I'm very glad that you asked this - I reviewed your tag summaries and approved about half of them. I wanted to leave feedback for the ones I rejected, but I didn't know how to do so, and then I got distracted by tasks for which people pay me.
If there was a pattern to the rejections it was because I felt there was a dangerous ambiguity in the text. Unfortunately enough time has gone by that I don't remember the details, but I remember looking at one of the texts and thinking, "I can see what he meant to say, but I'm not sure that it says that." I remember thinking that it was the kind of sentence that I could see myself writing, and then being pilloried for not spotting the ambiguity. I really wished I could have offered an constructive suggestion or edit rather than a rejection. As I said, I meant to go back and try to fix that, but got distracted by a shiny paycheck.
Tags are constrained to be very brief, and sometimes that brevity seems to facilitate misunderstanding.
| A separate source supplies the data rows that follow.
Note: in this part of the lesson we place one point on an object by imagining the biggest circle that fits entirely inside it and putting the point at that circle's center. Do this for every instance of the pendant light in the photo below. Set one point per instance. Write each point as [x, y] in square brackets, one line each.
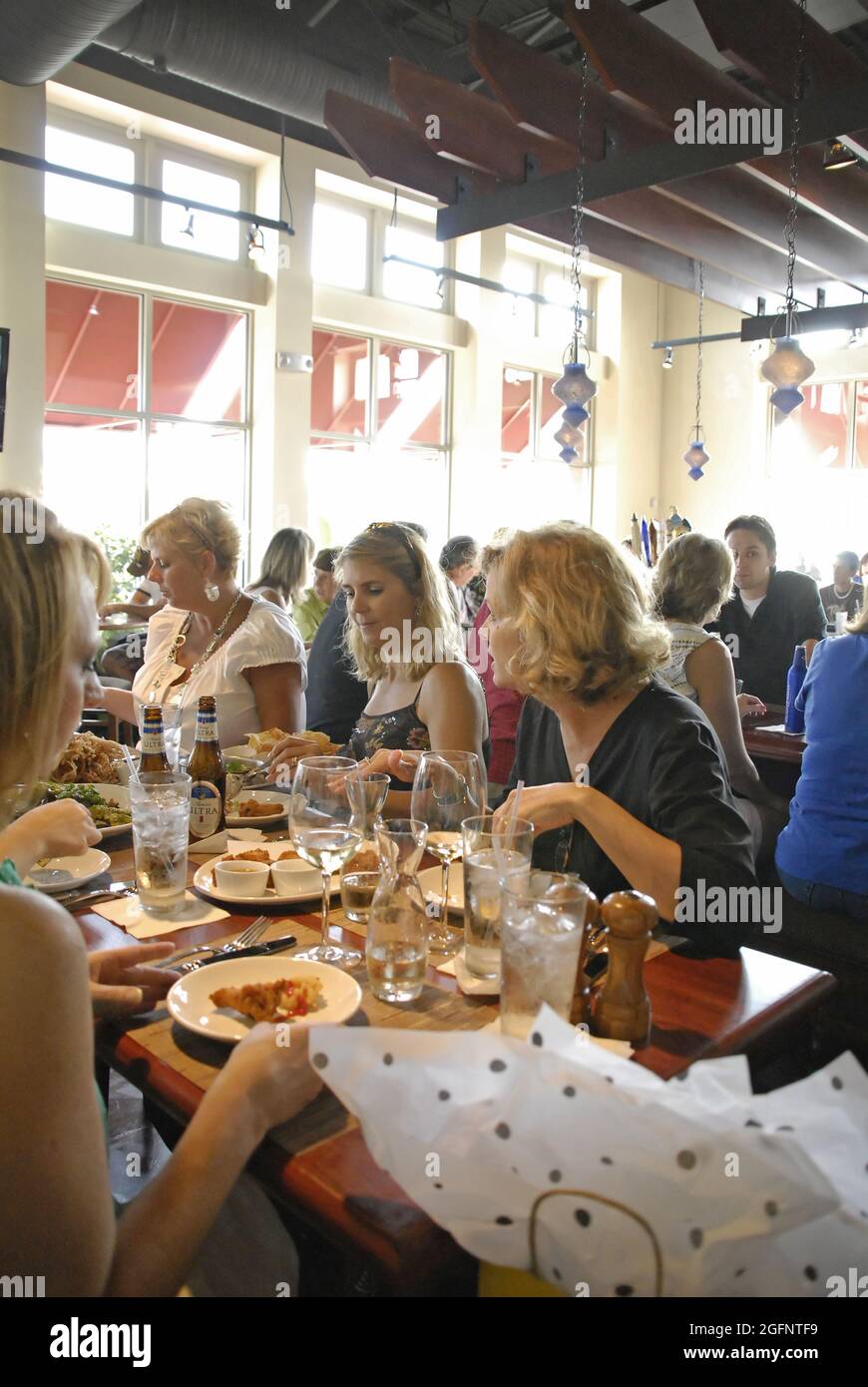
[696, 455]
[788, 366]
[576, 388]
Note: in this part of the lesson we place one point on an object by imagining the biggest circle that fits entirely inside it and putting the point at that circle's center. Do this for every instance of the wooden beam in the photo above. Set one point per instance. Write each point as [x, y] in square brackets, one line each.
[541, 95]
[763, 39]
[469, 128]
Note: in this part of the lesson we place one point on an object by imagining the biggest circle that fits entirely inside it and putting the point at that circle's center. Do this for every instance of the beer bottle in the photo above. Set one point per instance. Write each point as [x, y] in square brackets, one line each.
[153, 746]
[209, 774]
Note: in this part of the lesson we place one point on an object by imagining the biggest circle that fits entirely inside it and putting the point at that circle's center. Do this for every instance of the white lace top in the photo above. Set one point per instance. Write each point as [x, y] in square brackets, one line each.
[267, 636]
[685, 640]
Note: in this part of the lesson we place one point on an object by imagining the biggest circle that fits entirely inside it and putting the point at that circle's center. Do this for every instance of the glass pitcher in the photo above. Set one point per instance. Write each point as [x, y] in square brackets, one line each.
[397, 925]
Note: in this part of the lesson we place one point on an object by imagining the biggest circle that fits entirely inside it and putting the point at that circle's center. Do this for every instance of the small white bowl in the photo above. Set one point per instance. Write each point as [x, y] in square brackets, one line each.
[292, 875]
[241, 878]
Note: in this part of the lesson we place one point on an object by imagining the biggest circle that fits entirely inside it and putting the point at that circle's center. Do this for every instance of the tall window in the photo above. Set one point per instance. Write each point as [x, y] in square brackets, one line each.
[146, 402]
[379, 445]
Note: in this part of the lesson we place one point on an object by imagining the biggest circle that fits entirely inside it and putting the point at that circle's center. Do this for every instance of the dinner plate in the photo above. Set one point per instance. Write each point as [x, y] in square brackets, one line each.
[60, 873]
[260, 796]
[309, 884]
[430, 882]
[189, 999]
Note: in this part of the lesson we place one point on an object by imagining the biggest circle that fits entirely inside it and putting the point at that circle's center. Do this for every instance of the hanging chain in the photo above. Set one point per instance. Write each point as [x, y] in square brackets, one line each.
[793, 173]
[701, 305]
[579, 211]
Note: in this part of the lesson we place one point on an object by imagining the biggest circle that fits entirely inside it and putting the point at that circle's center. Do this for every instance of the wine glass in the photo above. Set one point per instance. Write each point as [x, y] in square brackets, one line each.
[449, 786]
[322, 832]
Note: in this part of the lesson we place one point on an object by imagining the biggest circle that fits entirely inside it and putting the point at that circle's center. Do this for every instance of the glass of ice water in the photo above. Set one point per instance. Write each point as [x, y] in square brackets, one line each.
[543, 942]
[160, 806]
[491, 859]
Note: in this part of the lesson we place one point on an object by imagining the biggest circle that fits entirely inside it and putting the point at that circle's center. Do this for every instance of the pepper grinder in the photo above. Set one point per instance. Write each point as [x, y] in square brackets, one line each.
[623, 1010]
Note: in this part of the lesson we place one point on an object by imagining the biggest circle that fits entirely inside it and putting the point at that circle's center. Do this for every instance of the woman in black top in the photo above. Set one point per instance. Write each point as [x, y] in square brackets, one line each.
[572, 626]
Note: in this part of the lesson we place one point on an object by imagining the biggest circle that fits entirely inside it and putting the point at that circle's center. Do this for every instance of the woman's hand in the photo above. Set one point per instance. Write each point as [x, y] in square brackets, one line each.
[122, 981]
[750, 706]
[544, 806]
[270, 1070]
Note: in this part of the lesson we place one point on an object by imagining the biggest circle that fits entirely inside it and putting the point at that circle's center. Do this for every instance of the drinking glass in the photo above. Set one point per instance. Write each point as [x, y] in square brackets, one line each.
[320, 828]
[543, 943]
[448, 788]
[361, 874]
[160, 807]
[395, 945]
[493, 859]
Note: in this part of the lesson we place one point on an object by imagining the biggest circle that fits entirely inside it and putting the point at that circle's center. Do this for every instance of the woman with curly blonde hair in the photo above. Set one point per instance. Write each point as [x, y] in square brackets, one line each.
[626, 779]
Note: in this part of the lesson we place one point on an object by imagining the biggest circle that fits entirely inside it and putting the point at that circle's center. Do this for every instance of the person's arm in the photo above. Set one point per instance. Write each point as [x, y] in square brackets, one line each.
[708, 669]
[280, 697]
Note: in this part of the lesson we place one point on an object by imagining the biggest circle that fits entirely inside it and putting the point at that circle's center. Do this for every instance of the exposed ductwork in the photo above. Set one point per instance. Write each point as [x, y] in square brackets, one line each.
[244, 50]
[39, 38]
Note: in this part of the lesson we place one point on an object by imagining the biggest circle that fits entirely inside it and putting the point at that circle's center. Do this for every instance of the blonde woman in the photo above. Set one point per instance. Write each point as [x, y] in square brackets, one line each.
[626, 782]
[690, 583]
[404, 640]
[213, 637]
[60, 1222]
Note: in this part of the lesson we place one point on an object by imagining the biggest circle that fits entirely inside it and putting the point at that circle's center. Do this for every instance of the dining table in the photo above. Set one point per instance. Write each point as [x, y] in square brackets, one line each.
[317, 1168]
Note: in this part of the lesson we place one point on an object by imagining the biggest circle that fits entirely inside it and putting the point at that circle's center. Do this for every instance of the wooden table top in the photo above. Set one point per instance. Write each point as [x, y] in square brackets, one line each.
[319, 1165]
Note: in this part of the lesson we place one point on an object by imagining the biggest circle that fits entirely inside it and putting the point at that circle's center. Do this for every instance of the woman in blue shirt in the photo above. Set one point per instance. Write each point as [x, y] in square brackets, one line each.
[822, 853]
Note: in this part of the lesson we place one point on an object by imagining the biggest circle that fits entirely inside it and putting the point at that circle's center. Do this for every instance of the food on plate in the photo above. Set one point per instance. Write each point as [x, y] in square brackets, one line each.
[255, 807]
[106, 813]
[252, 854]
[89, 760]
[280, 1000]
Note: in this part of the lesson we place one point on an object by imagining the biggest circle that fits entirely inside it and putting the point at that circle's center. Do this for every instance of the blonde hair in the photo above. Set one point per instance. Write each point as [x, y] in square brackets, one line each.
[42, 587]
[285, 564]
[199, 527]
[693, 579]
[582, 611]
[401, 552]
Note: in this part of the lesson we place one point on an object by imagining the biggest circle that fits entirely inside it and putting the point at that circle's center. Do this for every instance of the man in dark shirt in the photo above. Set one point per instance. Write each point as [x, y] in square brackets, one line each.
[336, 696]
[770, 614]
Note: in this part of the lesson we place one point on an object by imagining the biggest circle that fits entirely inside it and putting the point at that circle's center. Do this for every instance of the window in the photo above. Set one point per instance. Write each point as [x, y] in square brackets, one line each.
[88, 205]
[377, 436]
[202, 231]
[142, 451]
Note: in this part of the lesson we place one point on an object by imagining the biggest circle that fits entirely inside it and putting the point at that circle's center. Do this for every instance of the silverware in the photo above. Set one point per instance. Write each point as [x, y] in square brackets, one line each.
[242, 941]
[255, 952]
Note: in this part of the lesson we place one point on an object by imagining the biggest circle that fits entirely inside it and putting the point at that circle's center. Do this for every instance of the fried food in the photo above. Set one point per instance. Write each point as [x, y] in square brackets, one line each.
[89, 760]
[280, 1000]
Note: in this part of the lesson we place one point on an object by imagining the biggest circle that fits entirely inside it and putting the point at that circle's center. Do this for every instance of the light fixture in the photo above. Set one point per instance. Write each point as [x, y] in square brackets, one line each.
[786, 368]
[575, 388]
[696, 455]
[838, 157]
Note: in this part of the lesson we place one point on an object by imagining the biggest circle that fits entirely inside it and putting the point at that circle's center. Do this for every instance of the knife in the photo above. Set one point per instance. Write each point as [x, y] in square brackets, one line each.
[254, 952]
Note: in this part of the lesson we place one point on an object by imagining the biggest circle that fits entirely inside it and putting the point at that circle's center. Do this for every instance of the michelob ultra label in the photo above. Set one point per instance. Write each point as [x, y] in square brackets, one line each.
[206, 809]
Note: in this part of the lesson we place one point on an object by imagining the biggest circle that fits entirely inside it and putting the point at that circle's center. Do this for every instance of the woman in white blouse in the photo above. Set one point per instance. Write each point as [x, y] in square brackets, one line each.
[211, 637]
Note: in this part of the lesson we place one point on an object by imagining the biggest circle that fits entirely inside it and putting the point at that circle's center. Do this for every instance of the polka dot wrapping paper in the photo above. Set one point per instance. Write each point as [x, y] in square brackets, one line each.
[558, 1156]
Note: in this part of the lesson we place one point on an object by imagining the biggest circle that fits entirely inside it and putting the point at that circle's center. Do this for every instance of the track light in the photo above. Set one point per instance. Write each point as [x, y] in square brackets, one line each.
[838, 157]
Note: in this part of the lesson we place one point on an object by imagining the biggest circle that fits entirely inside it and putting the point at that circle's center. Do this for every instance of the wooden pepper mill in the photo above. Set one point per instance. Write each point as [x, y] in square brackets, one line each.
[623, 1010]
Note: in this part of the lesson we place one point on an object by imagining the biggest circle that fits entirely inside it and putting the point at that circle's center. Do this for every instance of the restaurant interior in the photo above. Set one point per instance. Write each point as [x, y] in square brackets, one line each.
[465, 406]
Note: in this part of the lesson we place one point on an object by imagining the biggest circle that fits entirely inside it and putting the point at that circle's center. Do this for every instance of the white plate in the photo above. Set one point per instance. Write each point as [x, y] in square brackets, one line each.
[191, 1002]
[309, 885]
[260, 796]
[68, 871]
[430, 882]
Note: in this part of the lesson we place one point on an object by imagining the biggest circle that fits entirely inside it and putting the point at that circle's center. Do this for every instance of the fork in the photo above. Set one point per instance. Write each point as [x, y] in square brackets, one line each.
[248, 936]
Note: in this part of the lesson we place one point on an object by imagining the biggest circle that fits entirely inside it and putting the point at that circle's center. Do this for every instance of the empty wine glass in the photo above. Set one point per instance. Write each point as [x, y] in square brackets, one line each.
[449, 786]
[322, 832]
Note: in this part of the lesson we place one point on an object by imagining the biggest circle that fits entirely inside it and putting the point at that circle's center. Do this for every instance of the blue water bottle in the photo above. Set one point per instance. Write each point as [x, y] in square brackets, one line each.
[793, 720]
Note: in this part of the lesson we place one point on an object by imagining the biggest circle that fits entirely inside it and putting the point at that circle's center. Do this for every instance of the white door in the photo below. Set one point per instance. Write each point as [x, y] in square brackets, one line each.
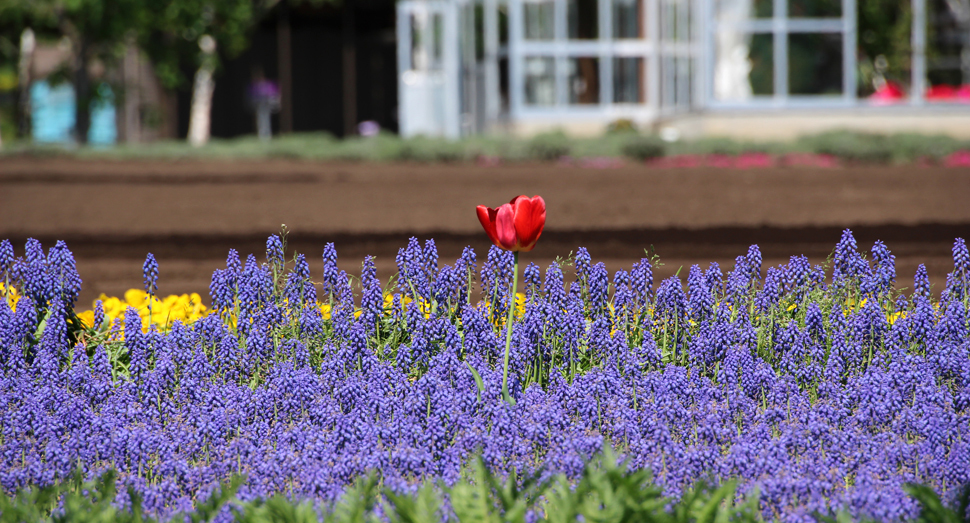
[428, 66]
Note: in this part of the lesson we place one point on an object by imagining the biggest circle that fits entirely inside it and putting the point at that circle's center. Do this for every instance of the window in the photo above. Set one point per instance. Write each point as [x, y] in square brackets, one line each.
[540, 81]
[538, 18]
[628, 80]
[627, 19]
[584, 85]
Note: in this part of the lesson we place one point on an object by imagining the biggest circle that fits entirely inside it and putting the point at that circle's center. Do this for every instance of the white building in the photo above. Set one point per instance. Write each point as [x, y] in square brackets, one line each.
[749, 68]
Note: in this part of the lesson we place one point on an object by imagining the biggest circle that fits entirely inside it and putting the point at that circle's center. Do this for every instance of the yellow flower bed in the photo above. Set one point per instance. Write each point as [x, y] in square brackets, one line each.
[164, 312]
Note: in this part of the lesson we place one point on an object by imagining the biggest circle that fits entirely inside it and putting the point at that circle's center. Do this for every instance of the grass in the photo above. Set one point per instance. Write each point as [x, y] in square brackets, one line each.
[848, 146]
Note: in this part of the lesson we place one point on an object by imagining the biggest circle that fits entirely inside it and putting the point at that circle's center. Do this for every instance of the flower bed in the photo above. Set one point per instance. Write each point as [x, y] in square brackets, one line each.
[821, 388]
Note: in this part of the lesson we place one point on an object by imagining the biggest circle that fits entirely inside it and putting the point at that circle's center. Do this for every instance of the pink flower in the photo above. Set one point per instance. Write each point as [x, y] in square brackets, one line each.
[517, 225]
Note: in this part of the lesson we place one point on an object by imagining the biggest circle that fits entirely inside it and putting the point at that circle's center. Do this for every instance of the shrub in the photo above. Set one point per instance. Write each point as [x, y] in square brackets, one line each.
[643, 148]
[853, 147]
[548, 147]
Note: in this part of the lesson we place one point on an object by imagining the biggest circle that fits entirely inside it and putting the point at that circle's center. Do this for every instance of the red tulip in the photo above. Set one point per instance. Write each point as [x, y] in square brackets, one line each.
[517, 225]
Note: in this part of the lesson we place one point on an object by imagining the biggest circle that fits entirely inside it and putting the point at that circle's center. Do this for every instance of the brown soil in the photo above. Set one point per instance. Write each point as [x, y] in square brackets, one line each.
[190, 213]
When the subject is contentious, any misunderstanding can lead to the kind of fractious debate that undermines SE. I wish I could remember the details, but I do recall rejecting your first attempt at a summary tag for Jews, and then approving the second because it was much clearer.
In any case I'm glad you asked for the feedback - the site doesn't offer the chance to offer feedback on tag wiki content. In every case I appreciated that you'd drafted the tag, and liked most of what I saw. I only rejected when I saw something that was unintentionally substantively misleading, or that might generate unpleasant arguments.